What do Atheist Believe?
That's easy, atheists believe that theists are wrong.
You're conflating atheist with critical thinker, which is understandable given that critical analysis of the evidence for and against god claims leads to agnostic atheism. Critical thinkers recognize that belief by faith - unjustified belief - is a logical error to be avoided.
I used to be an atheist. In retrospect I can see I believed in the unbelievable. Not wishing to light the blue touch paper for other atheists to start ranting but as an atheist I personally would babble endlessly to Christians in my family and anyone that tried to evangelise me that science had all the answers. Thankfully I’m an awakened born again Christian
If you babbled about atheism and science then, you likely babbling about gods and religion now. Being a babbler isn't related to belief.
It seems to me that Atheists are most concerned with proof.
You're in the same boat with the poster above. Critical thinkers are concerned with whether claims are supported by sound arguments, since that is their currency of belief.
does an atheist live life expecting everything to be explainable.... factual.... proven?
No, but a critical thinker, who will also be an empiricist, lives life according to what he does know, knowledge being the collection of demonstrably correct ideas - ideas that can be used to predict outcomes - one holds.
So your whole identity as a human being is to be an atheist?
That's very little of my identity, which is based more in who I am, how I feel about that person, what I have become and done and how I feel about that, how I decide what is true about the world, and what I believe - not what I don't believe.
I am actually wanting to get some ideas because I am interested to know if atheism is an experience of a general lack of belief.
Atheism isn't an experience. It's exactly analogous to avampirism and aleprechaunism, which are also expressions of unbelief due to insufficient evidence to justify belief, also not experiences, also nothing that would define a person, also agnostic positions meaning that the existence of vampires and leprechauns can neither be ruled in nor out and that therefore neither should be believed to exist.
I understand there is atheism and there is agnosticism. Agnosticism is what everyone experiences to certain degress, however, I am curious to know if atheism is possible in humans, and if so, how does it affect ones belief structure.
I am an agnostic atheist, the commonest kind.
So you are content with your proof in your belief system coming from stories or happening to other things or beings?
If he's a critical thinker, he is vigilant to ensure that none of his beliefs are arrived at that way. The faithful believe such stories.
It is hard because from my understanding Atheism is entirely weighted on rejecting claims made by people's beliefs, typically supported by an idea that there is no physical proof therefore impossible or unreasonable to believe in deities. What I am trying to see is if that same scrutiny is placed in all belief systems outside of deites?
Yes, it is. But please learn to say critical thinker rather than atheist. Astrologers can be atheists, but most atheists reject astrology, because most are critical thinkers, not because they're atheists.
What specific expectations are you looking for?
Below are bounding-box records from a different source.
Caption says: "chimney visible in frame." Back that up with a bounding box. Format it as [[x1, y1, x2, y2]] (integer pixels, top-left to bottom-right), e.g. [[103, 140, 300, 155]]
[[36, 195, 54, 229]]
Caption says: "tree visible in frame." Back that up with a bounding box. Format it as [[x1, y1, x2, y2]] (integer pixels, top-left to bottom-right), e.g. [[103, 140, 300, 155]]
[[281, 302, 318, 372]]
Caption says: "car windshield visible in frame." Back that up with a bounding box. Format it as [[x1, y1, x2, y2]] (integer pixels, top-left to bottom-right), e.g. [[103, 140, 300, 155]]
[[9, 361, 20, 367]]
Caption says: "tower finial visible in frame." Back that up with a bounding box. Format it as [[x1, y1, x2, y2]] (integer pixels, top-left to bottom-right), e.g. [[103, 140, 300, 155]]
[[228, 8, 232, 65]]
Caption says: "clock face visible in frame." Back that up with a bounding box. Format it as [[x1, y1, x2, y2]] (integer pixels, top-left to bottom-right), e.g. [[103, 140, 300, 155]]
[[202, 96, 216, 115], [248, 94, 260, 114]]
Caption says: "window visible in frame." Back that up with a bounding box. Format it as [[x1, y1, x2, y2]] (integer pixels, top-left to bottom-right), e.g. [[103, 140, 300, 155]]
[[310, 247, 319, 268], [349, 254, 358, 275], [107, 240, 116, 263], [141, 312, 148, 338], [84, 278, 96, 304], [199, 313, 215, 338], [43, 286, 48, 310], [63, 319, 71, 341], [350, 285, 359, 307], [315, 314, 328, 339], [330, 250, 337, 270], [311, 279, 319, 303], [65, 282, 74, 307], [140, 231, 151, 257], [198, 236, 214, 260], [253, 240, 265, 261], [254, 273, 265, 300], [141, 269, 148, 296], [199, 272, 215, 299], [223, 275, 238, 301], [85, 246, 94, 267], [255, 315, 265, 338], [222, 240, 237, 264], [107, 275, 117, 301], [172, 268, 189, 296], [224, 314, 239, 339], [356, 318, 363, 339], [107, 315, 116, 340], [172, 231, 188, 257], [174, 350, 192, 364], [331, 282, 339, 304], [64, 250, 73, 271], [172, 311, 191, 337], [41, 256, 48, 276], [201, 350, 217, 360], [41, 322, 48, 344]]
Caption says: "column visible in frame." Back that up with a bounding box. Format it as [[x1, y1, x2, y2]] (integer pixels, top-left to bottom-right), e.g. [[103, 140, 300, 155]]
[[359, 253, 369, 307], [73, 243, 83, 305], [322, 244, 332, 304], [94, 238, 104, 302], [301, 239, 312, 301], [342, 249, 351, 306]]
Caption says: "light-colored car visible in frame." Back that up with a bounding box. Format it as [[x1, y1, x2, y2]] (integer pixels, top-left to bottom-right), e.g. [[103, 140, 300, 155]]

Visitation? Miraculous unexplainable occurrences?
I'm not expecting anything from gods, nor from theists. I understand that no evidence that makes gods necessary or even more likely will ever be adduced in my lifetime, and expect that to be the case forever.
Why doesn't the Earth and its vast variety of species and intricacies meet your expectations, where it would most non-atheists?
Because the naturalistic (godless) alternative is more parsimonious, making it the preferred narrative. Gods won't be added before they are needed to account for some new finding requiring a supernatural intelligent designer. People ask what would fulfill that criterion. Answer: nothing can do that, so nothing ever will even if gods exist but don't modify nature in ways that nature could not on its own.
I would still prefer a naturalistic explanation - a race of superhuman, extraterrestrial, intelligent designers that arose naturalistically through abiogenesis and biological evolution, but with a big head start on man, because that answer is also more parsimonious than a theistic one. It only requires that things we know happen to happen, such as molecules coming together to arrange themselves into life and gene pools varying over time and being selected for by blind physical processes. We have all of that.
Atheist simply do not accept the Scriptures as evidence of testimony of God while theist would.
Critical thinkers don't accept any holy book as evidence of gods or the supernatural.
If atheists are still able to believe in something based on logic, and theism was born from making logical sense of this world, I personally don't see how atheism can operate cognitively.
Trying to make logical sense of the world doesn't mean success at it. Theism is not logical. It is faith-based. Logic gives us sound conclusions. There is no sound argument that concludes, "therefore, God," meaning that if you hold that belief, it is perforce by faith.